Whether through filmmaking, public speaking or empowering Indigenous women in the business world through the Return to the Heart Foundation, a social justice enterprise where Eagle Heart is a CEO, she wants to challenge how Native Americans are depicted in the media and in Hollywood.
“My storytelling is about telling the truth, whether it’s about accurate history, social justice issues or our creation stories,” says Eagle Heart, who apart from producing Lakota Nation vs. the United States is currently executive producing a docuseries, a horror film and writing a drama film script.
“It may look super easy to people,” she says of her success, but she has still had to contend with “a lot of different power structures and gatekeeping”.
She is also working with her sister Emma to co-publish a memoir that has been four years in the making. The process of writing Warrior Princesses Strike Back: How Lakota Twins Fight Oppression and Heal through Connectedness, due out in June 2022, has been healing, says Emma, a psychotherapist working to help children recover from trauma. “We are bearing our souls talking about these things,” she says.

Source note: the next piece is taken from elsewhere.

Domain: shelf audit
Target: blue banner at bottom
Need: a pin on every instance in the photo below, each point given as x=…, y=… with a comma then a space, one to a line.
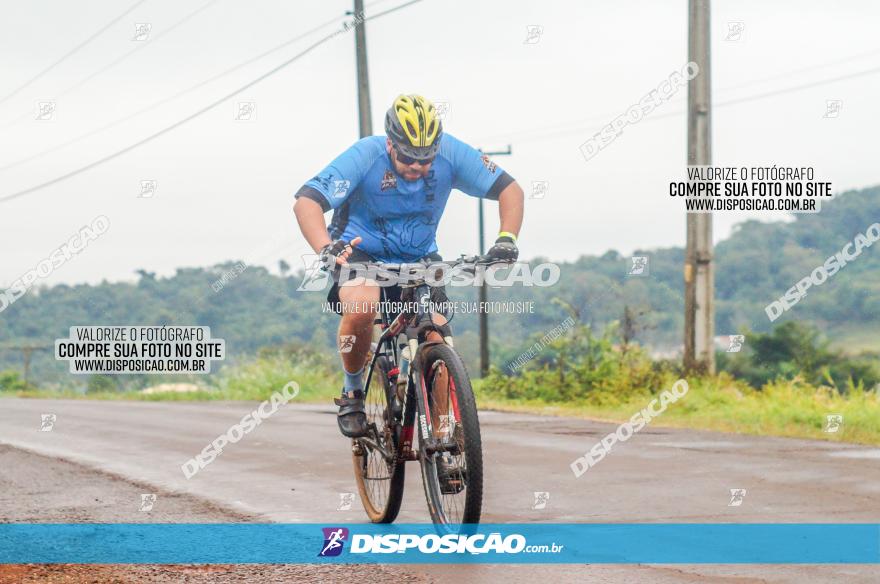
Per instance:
x=530, y=543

By sharing their story, the sisters hope to help other women find a way through the barriers they face.
Eagle Heart has also tried to foster healing as a founding member of the National Native American Boarding School Healing Coalition. The organisation is working towards a national strategy to increase public awareness and cultivate healing for the profound trauma experienced by survivors and families of the Indian boarding school era.
Native American children from across the US were rounded up by boxcar, boat, wagons and on foot starting in 1879 to attend government-run Indian education schools. The goal was forced assimilation. Malnourishment and neglect were common at boarding schools. Tuberculosis, trachoma and other diseases ran rampant.
By 1926, nearly 83 percent of school-aged Indigenous children were at boarding schools, also known as Indian residential schools. Over almost a century, a total of 367 boarding schools operated in the US, run by 14 different Christian denominations. As of 2021, the US government has opened an investigation into the schools where many children died. The fallout of the abuse continues in the form of intergenerational trauma on many reservations.
‘Whole and healthy’
It is the healing and restoration of her people that drives Eagle Heart.
“I want our people to get back to a place where we just feel kind of whole and healthy and loved and respected for who we are. I really want us to get to that place of understanding,” she says. “I really want my son’s children and their children and their children to grow up in a place that allows them to be everything of who they are and who they’re meant to be.
“Lots of people didn’t expect for us to still be here in this world.”
Her partner Kevin Killer, the current president of the Oglala Sioux Tribe, says he is proud of Eagle Heart.
“I value what she has to offer the world,” says Killer, speaking from the Pine Ridge Reservation where he is based. “She is authentic and the perspective she has as a native woman is needed. She can talk from a place of wisdom about a lot of things. She’s a good role model to other women and has a determination to do right by others. We need to make room, make space and honour women’s voices.”
Eagle Heart is currently juggling multiple projects but stands ready to shake up the entertainment world with whatever new opportunities come her way.
“So many times, things have come up, and I’m like ‘I’ve never done this before. I don’t know anything about it, but you know, we’re just gonna follow our heart’. And I think that when you trust in the Creator and you feel like the Creator is guiding you, it gives you a lot of courage to do things that maybe most people wouldn’t do because they don’t feel like they have it in them. It takes faith and courage.”